Progres jest widoczny nie tylko w apetycie malucha, ale przede wszystkim w relacjach "kocio-kocich". Klakier zamiast atakować nowego kumpla, skądinąd zaczął go zachęcać do zabawy. Kefir natomiast dość szybko załapał o co w tym wszystkim chodzi, i przez pół dnia wesoło walili się po łbach, uskuteczniali berka i chowanego.

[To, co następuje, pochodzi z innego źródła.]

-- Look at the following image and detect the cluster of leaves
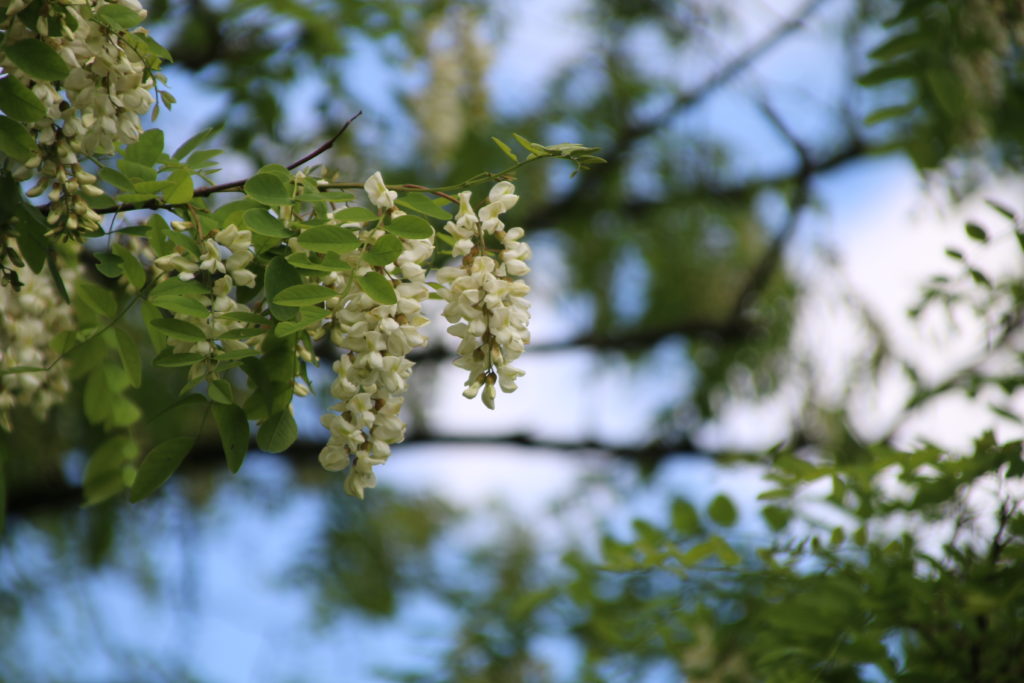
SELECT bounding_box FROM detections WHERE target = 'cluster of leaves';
[859,0,1024,169]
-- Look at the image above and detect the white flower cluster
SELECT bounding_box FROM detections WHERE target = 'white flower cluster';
[0,242,78,431]
[319,173,433,498]
[0,0,155,234]
[437,180,530,409]
[153,223,262,379]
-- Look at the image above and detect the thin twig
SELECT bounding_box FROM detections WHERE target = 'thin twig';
[93,110,362,214]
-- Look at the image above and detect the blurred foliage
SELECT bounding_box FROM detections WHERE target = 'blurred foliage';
[6,0,1024,683]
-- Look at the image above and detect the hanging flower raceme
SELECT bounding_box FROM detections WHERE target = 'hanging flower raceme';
[0,242,80,431]
[437,180,530,409]
[319,173,433,498]
[153,223,262,379]
[0,0,155,237]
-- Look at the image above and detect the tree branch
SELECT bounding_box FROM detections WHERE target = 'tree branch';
[7,430,723,519]
[522,0,827,231]
[93,110,362,214]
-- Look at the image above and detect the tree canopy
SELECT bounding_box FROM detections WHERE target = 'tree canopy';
[0,0,1024,682]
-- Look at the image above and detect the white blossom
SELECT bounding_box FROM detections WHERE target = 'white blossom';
[0,242,80,431]
[319,173,433,498]
[437,180,530,409]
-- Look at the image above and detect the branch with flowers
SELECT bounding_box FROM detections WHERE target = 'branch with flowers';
[0,0,603,504]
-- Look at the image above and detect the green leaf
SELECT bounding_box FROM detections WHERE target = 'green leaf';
[239,209,292,240]
[263,256,302,321]
[99,166,135,193]
[285,254,352,272]
[299,225,359,254]
[395,193,452,219]
[94,252,124,280]
[153,348,206,368]
[334,206,380,223]
[150,278,209,299]
[512,133,548,157]
[362,234,404,265]
[75,280,118,317]
[111,243,145,290]
[708,495,736,526]
[490,136,519,164]
[0,74,46,123]
[273,307,331,337]
[864,104,920,126]
[118,158,156,183]
[295,189,355,202]
[256,408,299,453]
[218,310,269,325]
[273,285,338,306]
[172,126,220,161]
[761,505,793,531]
[96,5,142,31]
[150,317,206,341]
[213,403,249,474]
[985,199,1017,220]
[356,270,398,305]
[672,498,700,536]
[150,294,210,318]
[122,128,164,167]
[4,40,71,81]
[114,328,142,388]
[244,173,292,206]
[0,116,36,162]
[128,436,196,503]
[207,380,234,405]
[163,169,196,204]
[384,215,434,240]
[82,434,138,506]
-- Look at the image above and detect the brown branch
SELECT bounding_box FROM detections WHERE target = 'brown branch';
[729,167,811,322]
[522,0,827,231]
[93,110,362,214]
[7,430,721,519]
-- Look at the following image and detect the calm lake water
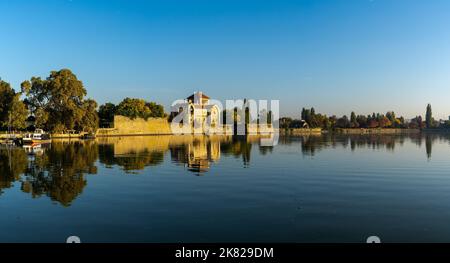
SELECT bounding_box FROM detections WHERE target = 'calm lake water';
[0,134,450,242]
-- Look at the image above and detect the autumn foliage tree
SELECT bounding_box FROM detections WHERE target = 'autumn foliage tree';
[21,69,98,132]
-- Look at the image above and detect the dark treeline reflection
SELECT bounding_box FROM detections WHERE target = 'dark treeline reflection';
[0,147,28,196]
[21,142,98,206]
[0,134,450,206]
[98,144,164,172]
[280,133,450,159]
[0,142,98,206]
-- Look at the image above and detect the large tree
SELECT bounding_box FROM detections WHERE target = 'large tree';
[115,98,165,119]
[0,80,28,130]
[22,69,98,132]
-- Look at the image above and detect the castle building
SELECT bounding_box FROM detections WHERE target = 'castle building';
[171,92,220,133]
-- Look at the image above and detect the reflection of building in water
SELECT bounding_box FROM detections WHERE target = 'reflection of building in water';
[171,137,220,173]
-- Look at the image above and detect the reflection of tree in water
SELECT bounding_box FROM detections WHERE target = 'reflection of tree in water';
[300,134,336,156]
[0,148,27,195]
[298,133,450,159]
[259,146,273,155]
[99,144,164,172]
[221,136,252,167]
[425,134,433,160]
[22,142,98,206]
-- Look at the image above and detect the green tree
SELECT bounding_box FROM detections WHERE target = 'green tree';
[22,69,98,132]
[0,80,28,130]
[115,98,165,119]
[425,104,433,129]
[116,98,152,119]
[98,102,116,128]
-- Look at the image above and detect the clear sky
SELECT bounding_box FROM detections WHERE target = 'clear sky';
[0,0,450,119]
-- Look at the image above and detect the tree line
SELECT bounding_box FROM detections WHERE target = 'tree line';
[0,69,165,133]
[280,104,450,130]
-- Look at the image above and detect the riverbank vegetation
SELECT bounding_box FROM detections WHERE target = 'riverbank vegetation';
[0,69,165,133]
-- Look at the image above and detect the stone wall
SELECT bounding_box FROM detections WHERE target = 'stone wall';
[96,116,274,137]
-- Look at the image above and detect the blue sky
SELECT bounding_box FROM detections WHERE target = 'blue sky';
[0,0,450,119]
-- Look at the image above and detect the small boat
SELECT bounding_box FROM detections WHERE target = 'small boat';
[82,133,95,140]
[22,129,51,144]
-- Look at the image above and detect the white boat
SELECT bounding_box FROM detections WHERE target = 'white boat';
[22,129,51,144]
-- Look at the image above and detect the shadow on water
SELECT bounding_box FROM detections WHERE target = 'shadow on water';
[0,134,450,206]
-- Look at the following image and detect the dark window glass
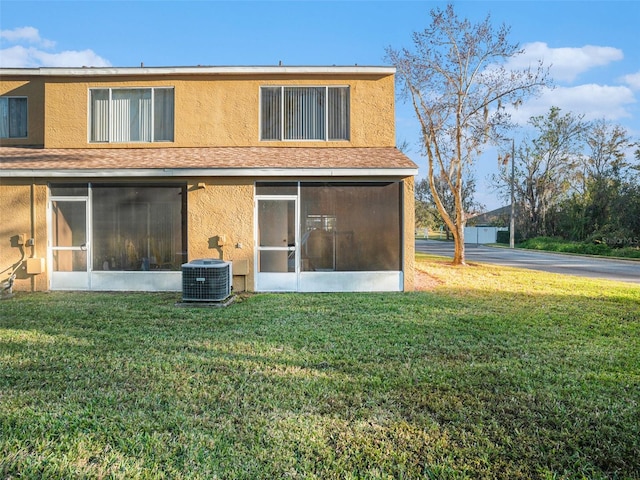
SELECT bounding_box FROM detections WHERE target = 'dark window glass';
[92,185,186,270]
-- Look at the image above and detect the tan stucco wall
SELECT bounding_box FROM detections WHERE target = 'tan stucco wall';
[44,75,395,148]
[0,179,48,291]
[187,178,254,291]
[0,178,415,292]
[0,77,44,145]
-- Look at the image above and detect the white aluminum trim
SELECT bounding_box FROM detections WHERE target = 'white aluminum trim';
[0,65,396,77]
[0,168,418,178]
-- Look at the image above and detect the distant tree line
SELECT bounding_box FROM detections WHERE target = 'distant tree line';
[491,107,640,247]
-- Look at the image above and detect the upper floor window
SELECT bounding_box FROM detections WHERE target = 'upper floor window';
[89,87,174,143]
[260,87,349,140]
[0,97,27,138]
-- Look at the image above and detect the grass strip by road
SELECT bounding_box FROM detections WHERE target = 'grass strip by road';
[0,255,640,479]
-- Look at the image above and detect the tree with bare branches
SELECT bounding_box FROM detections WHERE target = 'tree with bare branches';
[387,5,548,265]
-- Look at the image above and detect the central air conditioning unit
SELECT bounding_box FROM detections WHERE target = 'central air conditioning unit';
[182,258,233,302]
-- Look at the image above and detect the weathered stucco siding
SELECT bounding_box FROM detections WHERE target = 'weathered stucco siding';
[187,178,254,291]
[0,179,48,291]
[0,177,415,292]
[40,75,395,148]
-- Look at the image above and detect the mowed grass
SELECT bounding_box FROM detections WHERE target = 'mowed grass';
[0,256,640,479]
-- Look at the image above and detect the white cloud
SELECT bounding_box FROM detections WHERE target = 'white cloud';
[0,27,55,48]
[506,42,624,82]
[621,72,640,90]
[0,45,111,68]
[0,27,111,68]
[510,84,636,125]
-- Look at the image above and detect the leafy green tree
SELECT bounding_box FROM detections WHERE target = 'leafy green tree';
[493,107,588,238]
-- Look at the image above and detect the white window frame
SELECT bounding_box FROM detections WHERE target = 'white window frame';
[87,86,176,144]
[258,85,351,142]
[0,95,29,140]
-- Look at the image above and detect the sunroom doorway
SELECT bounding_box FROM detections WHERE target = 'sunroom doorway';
[49,183,187,291]
[255,181,404,292]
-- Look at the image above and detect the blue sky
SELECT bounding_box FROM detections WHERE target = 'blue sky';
[0,0,640,208]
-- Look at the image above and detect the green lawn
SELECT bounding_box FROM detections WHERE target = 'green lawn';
[0,256,640,479]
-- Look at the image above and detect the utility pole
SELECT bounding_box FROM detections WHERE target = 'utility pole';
[509,138,516,248]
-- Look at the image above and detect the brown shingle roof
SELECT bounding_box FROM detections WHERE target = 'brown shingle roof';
[0,147,417,176]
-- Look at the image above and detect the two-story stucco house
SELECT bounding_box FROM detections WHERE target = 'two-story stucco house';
[0,66,417,292]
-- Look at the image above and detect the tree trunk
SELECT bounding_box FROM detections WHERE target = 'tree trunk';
[453,225,466,265]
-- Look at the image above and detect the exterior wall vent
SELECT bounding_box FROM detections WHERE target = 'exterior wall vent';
[182,258,233,302]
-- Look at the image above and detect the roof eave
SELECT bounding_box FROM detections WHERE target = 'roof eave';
[0,168,418,178]
[0,65,396,77]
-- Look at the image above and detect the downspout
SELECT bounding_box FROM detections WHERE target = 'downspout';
[30,179,36,292]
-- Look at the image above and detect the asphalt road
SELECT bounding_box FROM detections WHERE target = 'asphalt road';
[416,240,640,285]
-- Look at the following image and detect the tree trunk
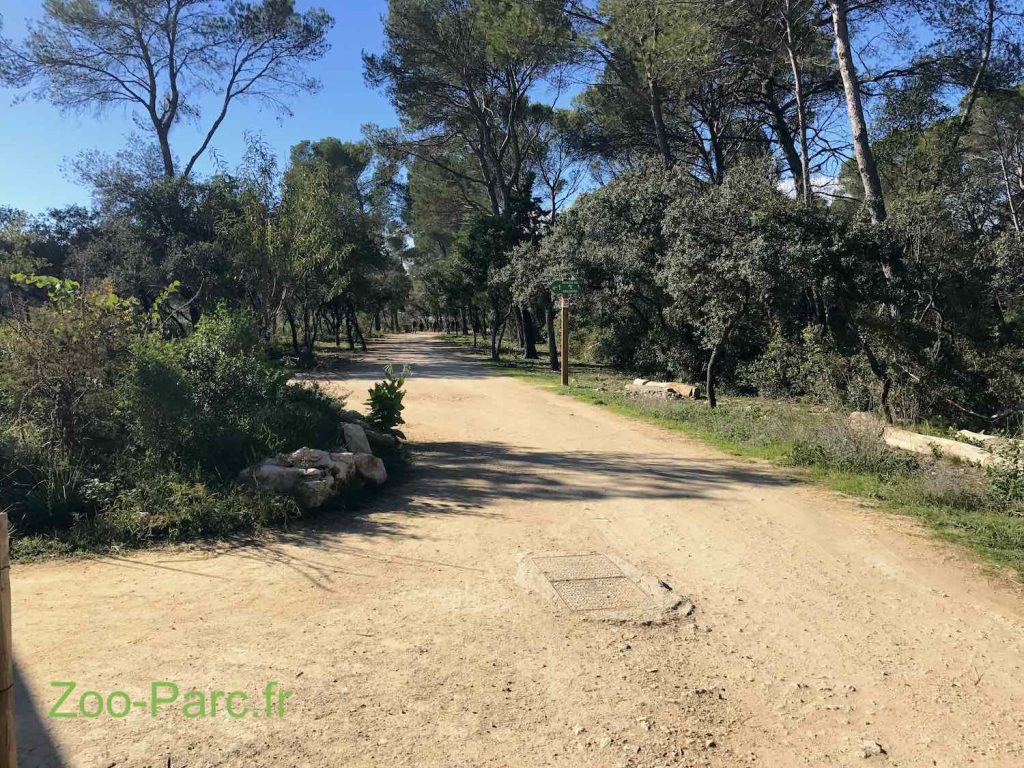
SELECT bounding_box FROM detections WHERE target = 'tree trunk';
[647,75,674,166]
[521,307,541,360]
[860,335,895,424]
[345,311,355,352]
[490,303,505,361]
[953,0,995,143]
[285,306,299,357]
[828,0,892,225]
[762,81,804,200]
[705,297,750,408]
[785,0,811,205]
[348,304,367,352]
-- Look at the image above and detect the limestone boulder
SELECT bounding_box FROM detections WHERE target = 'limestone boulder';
[342,424,374,454]
[239,447,387,509]
[355,454,387,485]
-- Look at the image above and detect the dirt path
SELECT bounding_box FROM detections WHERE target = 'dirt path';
[12,335,1024,768]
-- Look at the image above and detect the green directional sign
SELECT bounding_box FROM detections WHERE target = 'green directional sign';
[551,280,580,295]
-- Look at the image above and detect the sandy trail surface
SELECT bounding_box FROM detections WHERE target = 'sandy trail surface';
[11,335,1024,768]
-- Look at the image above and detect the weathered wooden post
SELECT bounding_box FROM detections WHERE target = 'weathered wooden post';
[0,512,17,768]
[551,280,580,387]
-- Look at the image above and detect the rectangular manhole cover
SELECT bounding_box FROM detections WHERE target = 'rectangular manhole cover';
[534,555,625,582]
[532,553,651,610]
[551,575,648,610]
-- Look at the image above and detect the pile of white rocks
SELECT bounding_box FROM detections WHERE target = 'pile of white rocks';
[239,423,396,509]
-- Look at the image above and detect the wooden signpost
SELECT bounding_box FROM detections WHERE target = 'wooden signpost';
[551,280,580,387]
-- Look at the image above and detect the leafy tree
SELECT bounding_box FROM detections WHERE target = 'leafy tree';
[0,0,333,178]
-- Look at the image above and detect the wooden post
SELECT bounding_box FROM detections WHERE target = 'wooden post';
[561,294,569,387]
[0,512,17,768]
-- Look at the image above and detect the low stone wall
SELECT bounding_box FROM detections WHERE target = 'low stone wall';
[850,411,1002,467]
[239,423,397,509]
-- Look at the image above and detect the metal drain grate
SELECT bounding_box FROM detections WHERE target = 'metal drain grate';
[534,554,653,610]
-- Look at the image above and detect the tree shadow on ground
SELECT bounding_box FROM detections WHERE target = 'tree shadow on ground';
[14,659,67,768]
[264,441,794,548]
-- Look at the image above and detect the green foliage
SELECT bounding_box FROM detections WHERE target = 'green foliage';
[0,276,141,458]
[119,309,341,477]
[988,440,1024,510]
[366,366,408,439]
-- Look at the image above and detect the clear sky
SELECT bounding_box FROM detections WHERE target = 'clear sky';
[0,0,397,213]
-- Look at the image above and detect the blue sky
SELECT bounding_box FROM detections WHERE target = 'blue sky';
[0,0,397,213]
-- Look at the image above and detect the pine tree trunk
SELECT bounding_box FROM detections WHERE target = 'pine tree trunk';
[828,0,891,227]
[520,307,541,360]
[544,299,559,371]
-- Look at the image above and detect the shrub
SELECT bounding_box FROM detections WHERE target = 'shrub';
[119,309,342,476]
[0,278,141,461]
[987,440,1024,514]
[97,473,300,545]
[366,366,407,439]
[788,417,921,478]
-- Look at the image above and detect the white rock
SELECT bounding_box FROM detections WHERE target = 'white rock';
[355,454,387,485]
[342,424,374,454]
[239,459,303,494]
[294,470,337,509]
[864,740,889,758]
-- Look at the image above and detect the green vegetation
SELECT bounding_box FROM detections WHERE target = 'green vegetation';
[0,0,1024,561]
[446,335,1024,577]
[367,366,406,439]
[0,280,356,555]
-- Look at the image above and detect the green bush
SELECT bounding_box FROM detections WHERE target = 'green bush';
[366,366,406,439]
[987,440,1024,508]
[119,309,342,477]
[0,288,352,556]
[96,474,301,546]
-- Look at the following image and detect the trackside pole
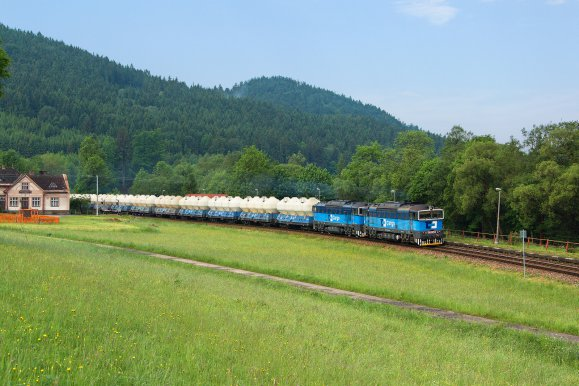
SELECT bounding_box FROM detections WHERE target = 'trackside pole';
[521,229,527,277]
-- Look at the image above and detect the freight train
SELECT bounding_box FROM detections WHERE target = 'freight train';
[71,194,444,246]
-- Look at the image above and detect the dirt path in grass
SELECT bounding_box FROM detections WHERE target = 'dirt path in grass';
[39,236,579,344]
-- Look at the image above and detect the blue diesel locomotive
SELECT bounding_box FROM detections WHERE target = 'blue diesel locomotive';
[85,196,444,246]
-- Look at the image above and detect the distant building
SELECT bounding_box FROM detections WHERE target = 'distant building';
[0,168,70,214]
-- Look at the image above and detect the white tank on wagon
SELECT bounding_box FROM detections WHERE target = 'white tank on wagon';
[179,196,191,209]
[277,197,290,214]
[207,197,219,210]
[226,196,243,212]
[239,196,252,213]
[261,197,279,214]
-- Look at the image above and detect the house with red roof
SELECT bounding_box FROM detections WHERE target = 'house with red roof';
[0,168,70,214]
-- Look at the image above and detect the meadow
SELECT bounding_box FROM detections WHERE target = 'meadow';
[0,216,579,335]
[0,231,579,385]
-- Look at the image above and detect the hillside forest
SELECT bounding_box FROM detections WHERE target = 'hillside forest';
[0,25,579,240]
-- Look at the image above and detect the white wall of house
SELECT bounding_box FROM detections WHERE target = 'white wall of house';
[6,176,70,213]
[43,193,70,212]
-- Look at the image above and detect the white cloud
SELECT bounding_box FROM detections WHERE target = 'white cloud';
[397,0,458,25]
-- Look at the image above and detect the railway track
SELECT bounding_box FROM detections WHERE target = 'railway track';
[112,214,579,278]
[436,242,579,277]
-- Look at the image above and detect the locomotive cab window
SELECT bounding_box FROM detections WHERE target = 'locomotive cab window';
[418,209,444,220]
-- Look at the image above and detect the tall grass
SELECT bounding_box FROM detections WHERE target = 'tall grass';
[0,216,579,334]
[0,231,579,385]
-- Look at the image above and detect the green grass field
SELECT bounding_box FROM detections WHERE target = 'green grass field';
[0,216,579,335]
[0,231,579,385]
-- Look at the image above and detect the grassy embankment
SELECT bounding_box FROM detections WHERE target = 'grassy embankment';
[0,216,579,335]
[0,231,579,385]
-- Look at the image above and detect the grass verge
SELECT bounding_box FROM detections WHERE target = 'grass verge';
[0,232,579,384]
[0,216,579,335]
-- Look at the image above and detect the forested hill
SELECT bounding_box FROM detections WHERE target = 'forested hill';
[227,76,418,130]
[0,24,440,173]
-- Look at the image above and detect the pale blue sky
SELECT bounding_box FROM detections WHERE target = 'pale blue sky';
[0,0,579,142]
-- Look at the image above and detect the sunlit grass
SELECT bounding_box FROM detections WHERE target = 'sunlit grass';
[0,234,579,385]
[0,216,579,334]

Co prawda Klakier czasem zapomina o diametralnie różnych gabarytach, i zdarza mu się przydusić Kefira, ale ten zdaje się tym nie przejmować, i odpowiada pięknym za nadobne, wciskając Klakierowi swoje ostre pazury w tyłek. ;) Zmęczeni po hulankach wgramolili się na moje kolana, i usnęli wtuleni w siebie - miód na serce wszystkich, którzy brali udział w tej wojnie "kocio-kociej". ;)

piątek, 6 września 2013

Serduszko na moich kolanach.

Odkąd opanowałam podstawy sztuki perswazji, w moim domu rodzinnym zawsze były zwierzęta. Króliki miniatury, myszoskoczki, papuga, pies, i niezliczona ilość bezpańskich kotów, które pomimo dezaprobaty domowników wprowadzałam do domu, uczyłam stylu życia drapieżnika udomowionego, i w międzyczasie wyszukiwałam nowe domy, w których czekali nowi właściciele; zafascynowani wdziękiem danego dachowca kociarze. ;) To zwierzęta nauczyły mnie obowiązkowości, empatii, cierpliwości, i choć były totalnie różne, to każde wniosło po tyle samo dobrego do mojego życia. Dziś, jako dorosła kobieta, nie wyobrażam już sobie swojego azylu bez futrzaków, a w szczególności bez merdającego radośnie ogona, i mruczenia najedzonego, wygłaskanego, śpiącego indywidualisty. ;) Pies nadaje codzienności pewien rytm. Potrzebuje zainteresowania, a my potrzebujemy czuć się potrzebni. Zawsze wita właściciela tak, jakby ten wrócił z najdłuższej podróży, choć był jedynie po włoszczyznę w spożywczaku za rogiem. Natomiast kot to jedyne zwierzę, które potrafi być bardzo blisko człowieka, bez zatracania własnej niezależności. Nie da się wytresować. Ewentualnie może nawiązać z człowiekiem umowę, którą i tak prędzej czy później zerwie. Nie da też z siebie zrobić maskotki. Zawsze będzie trochę dziki, i to on z góry ustali na jak głęboką zażyłość pozwoli w relacjach z ludźmi. Mając psa i kota jednocześnie, uzyskuje się pewną równowagę, która nigdy nie jest mdła.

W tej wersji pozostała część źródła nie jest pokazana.